Jumat, 26 Februari 2016

Keharusan Judicial Review UU Pidana untuk Pelaku LGBT


Oleh : DR.H.Jeje Zainuddin. MAg



Perkembangan gerakan para pengidap kelainan seksual LGBT di seluruh dunia semakin mengkhawtirkan. Mereka memaksakan agar pandangan masyarakat berubah terhadap mereka. Perilaku mereka ingin dianggap normal. Bukan hanya itu, mereka juga bergerak untuk mengubah hukum dan perundang-undangan agar melindungi perilaku bejat mereka. Hasilnya: Belgia, Belanda, Lima Puluh Negara bagian Amerika Serikat, dan belasan negara lainnya akhirnya menerima dan mengakui eksistensi keabsahan komunitas LGBT dengan mengubah hukum di negara masing-masing. Gerakan hukum ini juga tengah diperjuangkan aktivis LGBT di Indonesia. Tulisan ini akan mencoba melihat melihat celah yang mereka gunakan untuk berusaha melegalkan perbuatan nista mereka.

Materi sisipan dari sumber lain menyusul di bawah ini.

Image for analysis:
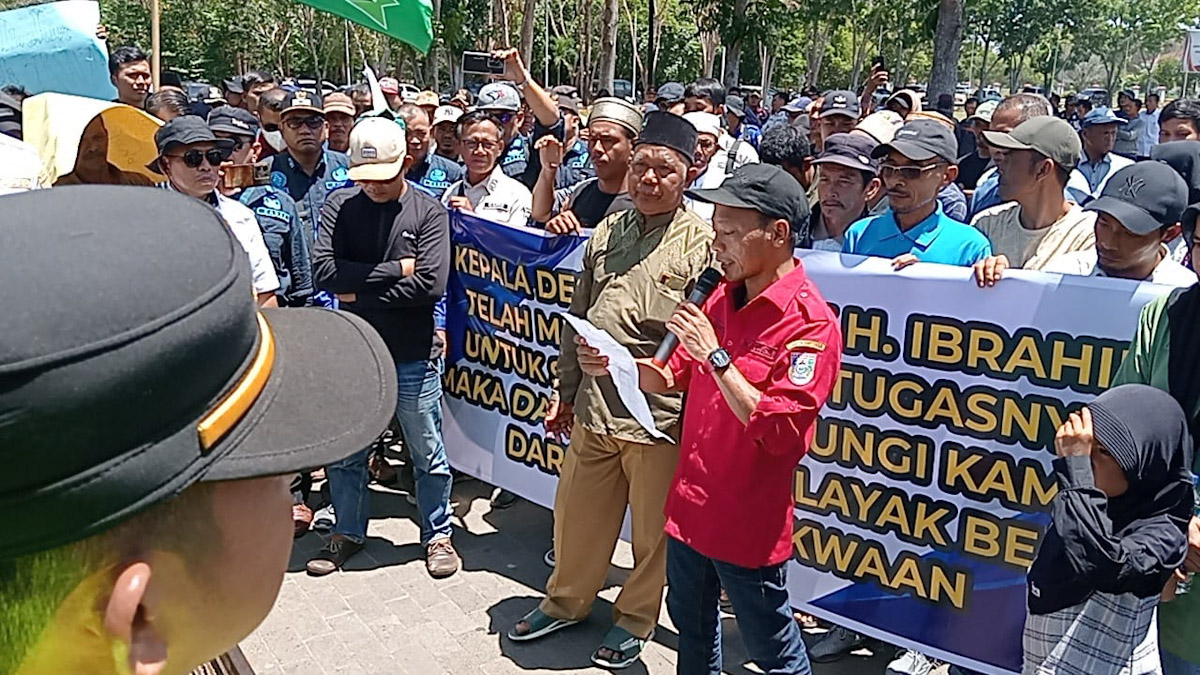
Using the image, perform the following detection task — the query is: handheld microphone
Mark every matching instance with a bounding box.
[653,268,722,366]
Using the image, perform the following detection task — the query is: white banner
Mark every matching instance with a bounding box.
[445,212,1168,674]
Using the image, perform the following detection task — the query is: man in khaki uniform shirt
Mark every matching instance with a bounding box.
[509,113,713,668]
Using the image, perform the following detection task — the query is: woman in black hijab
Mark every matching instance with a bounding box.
[1024,384,1193,675]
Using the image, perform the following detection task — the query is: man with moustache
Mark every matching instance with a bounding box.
[508,112,713,668]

Pandangan Hukum Positif Indonesia terhadap LGBT



Selama ini peraturan perundang-undangan di Indonesia sebagian besarnya masih berpihak kepada keyakinan agama dan budaya masyarakat yang menolak perilaku LGBT. Hal itu dapat dilihat di antaranya dalam beberapa UU berikut.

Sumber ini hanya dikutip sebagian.